Read the event summary here: Linking Feminist Peace, Sustainable Development, and Postwar Infrastructure Reconstruction.
Linking Feminist Peace, Sustainable Development, and Postwar Infrastructure Reconstruction is a parallel event cosponsored by the Consortium on Gender, Security and Human Rights (CGSHR) and Women's International League for Peace and Freedom (WILPF) at the sixty-third session of the Commission on the Status of Women (CSW63) which will take place at the United Nations Headquarters in New York from 11 to 22 March 2019.
CSW63 Themes:
- Priority theme: Social protection systems, access to public services and sustainable infrastructure for gender equality and the empowerment of women and girls;
- Review theme: Women’s empowerment and the link to sustainable development (agreed conclusions of the sixtieth session).
Event:
Infrastructure reconstruction in post-war and post-disaster contexts has the potential to support the transformation of gendered inequalities and the empowerment of marginalized groups, and to lay a physical foundation for peace and development that are truly sustainable. Unfortunately, however, that is not how it usually works. Instead, infrastructure reconstruction too often exacerbates a country’s pre-existing gendered inequalities and facilitates an extractive form of development which is unsustainable for both people and the planet.
This interactive panel discussion will bring together women civil society leaders and scholars to show why WPS advocates, if they are to achieve their goals, must focus on and incorporate feminist analysis of physical infrastructure, examining a myriad of questions such as:
- What are the political and economic processes that determine how, and what kinds of, infrastructure will be built, by whom?
- Where does the decision making take place, and what are the values and assumptions shaping those decisions?
- Who benefits from the projects and who is harmed by them? What effects do they have on the pre-existing inequalities that undergird the outbreak of violent conflict?
- What are their environmental impacts, and are they built in ways that are environmentally and socially sustainable?
- Who has access to, responsibility for and control over infrastructure projects once they are constructed?
And the panel will show how policymaking on issues such as roads, public transportation, water and energy infrastructure and urban planning can work to empower women, enhance gender equality and foster sustainable peace and development.

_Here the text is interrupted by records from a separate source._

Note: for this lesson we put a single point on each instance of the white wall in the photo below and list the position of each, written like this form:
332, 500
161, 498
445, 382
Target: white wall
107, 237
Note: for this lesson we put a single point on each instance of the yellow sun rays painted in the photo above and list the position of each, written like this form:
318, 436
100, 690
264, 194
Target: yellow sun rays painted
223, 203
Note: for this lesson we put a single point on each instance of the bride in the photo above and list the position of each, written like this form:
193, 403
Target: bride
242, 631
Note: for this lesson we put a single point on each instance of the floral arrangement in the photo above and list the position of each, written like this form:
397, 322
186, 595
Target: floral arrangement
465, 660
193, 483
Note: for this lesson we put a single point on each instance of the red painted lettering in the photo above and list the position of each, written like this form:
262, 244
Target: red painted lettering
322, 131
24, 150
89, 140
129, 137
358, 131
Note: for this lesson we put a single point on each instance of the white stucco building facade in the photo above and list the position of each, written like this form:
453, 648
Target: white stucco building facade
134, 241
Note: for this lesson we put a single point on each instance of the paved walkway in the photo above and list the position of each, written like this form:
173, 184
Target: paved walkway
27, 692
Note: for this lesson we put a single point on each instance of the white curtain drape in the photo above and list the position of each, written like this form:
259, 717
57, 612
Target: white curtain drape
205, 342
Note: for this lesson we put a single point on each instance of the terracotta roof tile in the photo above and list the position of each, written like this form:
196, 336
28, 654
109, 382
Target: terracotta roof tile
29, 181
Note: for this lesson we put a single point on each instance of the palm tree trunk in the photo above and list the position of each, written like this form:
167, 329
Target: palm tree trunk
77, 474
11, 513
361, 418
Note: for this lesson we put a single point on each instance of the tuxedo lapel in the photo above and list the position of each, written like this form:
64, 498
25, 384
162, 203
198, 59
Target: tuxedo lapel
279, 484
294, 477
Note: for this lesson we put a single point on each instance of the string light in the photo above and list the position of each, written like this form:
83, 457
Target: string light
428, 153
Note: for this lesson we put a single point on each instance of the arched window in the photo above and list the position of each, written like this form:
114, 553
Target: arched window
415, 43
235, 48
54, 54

Our emphasis will be on decentralized and environmentally appropriate infrastructure solutions that are informed by women’s knowledge and needs; solutions that can foster sustainable livelihoods and can be locally maintained and controlled. At the same time, we will focus on how to create the enabling international policy environment to support those solutions, by bringing civil society perspectives to bear on developing a framework of engagement with the international financial institutions, international development organizations and governmental and intergovernmental institutions that shape postwar and post-disaster infrastructure development. The workshop also aims to support and further develop the network of activists who see sustainable, gender-equitable infrastructure reconstruction as essential to their work integrating peacebuilding, gender equality and sustainable development.
The panel will feature:
- Carol Cohn, Director, Consortium on Gender, Security and Human Rights
- Joy Onyesoh, President, Women’s International League for Peace and Freedom
- Madeleine Rees, Secretary-General, Women’s International League for Peace and Freedom
- Nina Potarska, Ukraine Programme Coordinator, Women’s International League for Peace and Freedom
This workshop is part of the Consortium on Gender, Security and Human Rights’ Feminist Roadmap for Sustainable Peace (FRSP) project. An international collaborative knowledge-building project, the FRSP focuses on the transnational economic actors and dynamics which overwhelmingly shape the contours of postwar societies. Using feminist political economic analysis, we examine the impacts of those transnational forces on the pre-existing marginalizations, inequalities and exclusions that underlie armed conflict, and we design feminist policy alternatives to transform, rather than deepen, those inequalities, with the goal of building gender-equitable, sustainable peace. Topics addressed in the FRSP include, inter alia: the economic recovery policy prescriptions of international financial institutions; extractives; land rights, large scale land acquisition and land grabbing; infrastructure reconstruction; environmental disasters and climate disruption. WILPF applies political economy analysis to reframe the dynamics of post-conflict power structures, focusing on transformative justice and the realization of ESCRs. It examines the role of IFIs and development policies from a gender perspective, focusing on the need for local participation and design.